Sophie had to withdraw from the team in late August with an injury, while Chris is still recovering from injury.  Luckily, Simone Maier is race fit, so we’re grateful to her for stepping in so close to the event.

None of us have raced in Paraguay before so that is a huge appeal, to travel and explore somewhere new. The 2016 ARWC in Pantanal was an incredible experience, and with Paraguay being close by, it has always been tempting to travel here. We know also that Urtzi will design an excellent course.

The last time we raced ARWC was 2018, but I believe we can still be competitive. You never really know what your chances are until you see the course and determine if it plays to your strengths or not, but I think with our experience and team culture we should be able to adapt to most things.

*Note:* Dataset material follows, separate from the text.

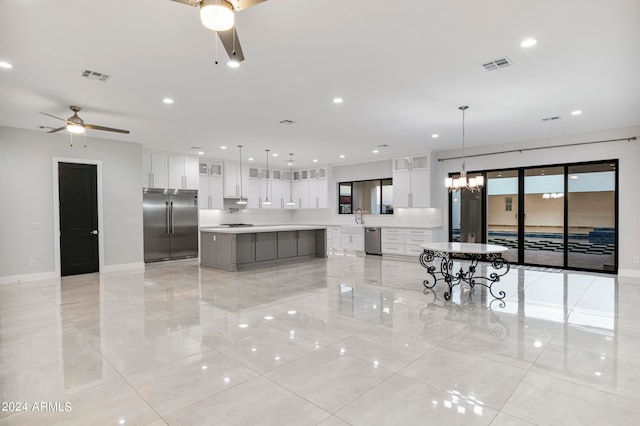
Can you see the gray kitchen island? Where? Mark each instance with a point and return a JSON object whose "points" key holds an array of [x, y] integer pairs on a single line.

Our goal will be to race the best we can and be proud of our effort. There’s nothing more frustrating than finishing a race and knowing it wasn’t your best performance, so that’s always our driving goal, and that’s not measured by the placing in the race, that’s purely on how we function on course. We hope to win another ARWC, but there is a competitive field and the racing will be exciting.

I think as the years go by, our motivations and goals have changed. I’m 50-years old now, I still love to race, but I’m more engaged by the experience, the scenery, culture and wildlife. Looking back on my career, those are the things I remember from the different countries I have been lucky to visit and travel through, the special moments that happen on the trip, and on the course.

It’s nice to reconnect with the international racing community. As the only New Zealand team lining up, we know we will have many Kiwis following the race and expecting us to go well, representing our country proudly is something we place value on.